When I was
a boy, I used to run bare foot most of the year, but particularly during the
summer. And my best friend in the whole wide world at the time was Britt Lee
Moore and he lived across the street from my house, in a small Southern
California housing development a few miles from Long Beach. No matter the
many solemn speeches given by my parents about looking both ways and being
careful before crossing the street, my sisters and I would still scurry across the
road without looking; from time to time we would scare the hell out of some neighborhood
parent driving on an errand as we’d darted out in front of their Buick.
Oh, we’d
get yet another sit down lecture; they’d try to recruit fear into their convincing;
looking all serious when they mentioned how we could get hurt …killed even. Ha, we heard it before, to kid reality that’s
the same consequence for not eating your liver and onions. So beyond a winking
desire to obey our parent’s wishes born more by experience with punishment, any
conscious choices to obey their rules would dissipate with a single minded survival
impulse of getting off the blistering asphalt of the July sun. Then, darn
if on more than a single occasion, I'd catch that slip of asphalt extending
over the cement curbing with my big toe.
Even now I can sense that spark of pain flashing behind my eyelids. Oh and that baby would bleed like I was being murdered; I sounded off like I was too.
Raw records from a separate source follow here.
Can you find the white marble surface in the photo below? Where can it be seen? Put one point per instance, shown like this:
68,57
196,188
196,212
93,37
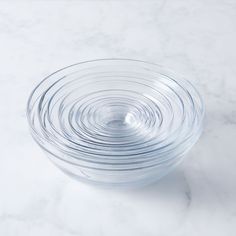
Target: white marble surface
195,38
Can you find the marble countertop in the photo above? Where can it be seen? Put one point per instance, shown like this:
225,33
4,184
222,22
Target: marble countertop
194,38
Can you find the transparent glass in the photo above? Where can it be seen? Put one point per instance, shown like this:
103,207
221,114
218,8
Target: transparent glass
115,121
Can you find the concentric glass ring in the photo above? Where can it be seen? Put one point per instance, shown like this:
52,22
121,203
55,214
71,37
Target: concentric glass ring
115,121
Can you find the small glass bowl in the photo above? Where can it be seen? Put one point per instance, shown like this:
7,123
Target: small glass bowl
115,121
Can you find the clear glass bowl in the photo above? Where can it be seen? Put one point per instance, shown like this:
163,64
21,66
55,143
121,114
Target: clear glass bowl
115,121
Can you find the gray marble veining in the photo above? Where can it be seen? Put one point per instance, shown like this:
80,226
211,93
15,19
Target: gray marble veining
194,38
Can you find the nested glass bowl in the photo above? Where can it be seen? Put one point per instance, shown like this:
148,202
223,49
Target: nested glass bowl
115,121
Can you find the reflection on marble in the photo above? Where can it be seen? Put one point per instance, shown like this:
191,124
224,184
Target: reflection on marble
195,38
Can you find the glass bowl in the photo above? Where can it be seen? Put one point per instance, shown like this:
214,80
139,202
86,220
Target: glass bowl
115,121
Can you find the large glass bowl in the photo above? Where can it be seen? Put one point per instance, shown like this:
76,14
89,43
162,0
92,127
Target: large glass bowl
115,121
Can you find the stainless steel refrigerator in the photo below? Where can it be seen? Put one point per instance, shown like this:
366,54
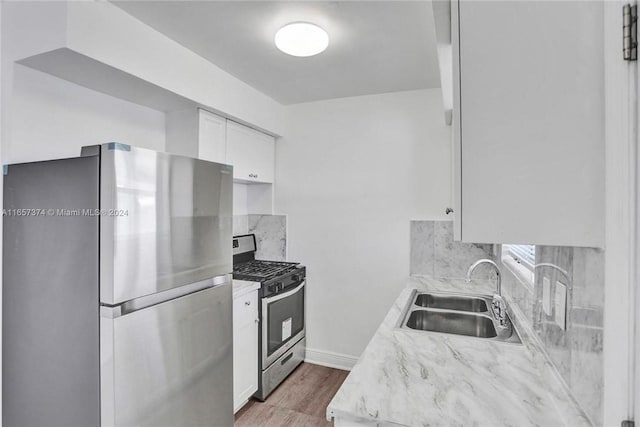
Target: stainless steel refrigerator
117,304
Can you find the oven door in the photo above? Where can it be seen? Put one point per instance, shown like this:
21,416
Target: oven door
282,323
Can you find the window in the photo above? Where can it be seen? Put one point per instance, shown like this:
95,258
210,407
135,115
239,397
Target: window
522,254
520,260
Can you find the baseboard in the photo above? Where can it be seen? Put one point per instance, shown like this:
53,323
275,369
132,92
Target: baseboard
330,359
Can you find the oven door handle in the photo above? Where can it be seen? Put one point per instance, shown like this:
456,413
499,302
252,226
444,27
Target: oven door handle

The scabbed big toes of the neighborhood kids became the measure of the quality of any summer. I'm writing about this from the point of view of my inner child, flinching with the fresh recollection. You know back then, that kind of injury didn’t slow us down any; not a bit, we took it as just something we had to cope with. No big deal. I hear the howl of pain from a paper cut in a neighboring cubicle, and I think;
“He’d not
have lasted on my street in Westminister.”
Nope, they’d be a house kid; a ghost to summer.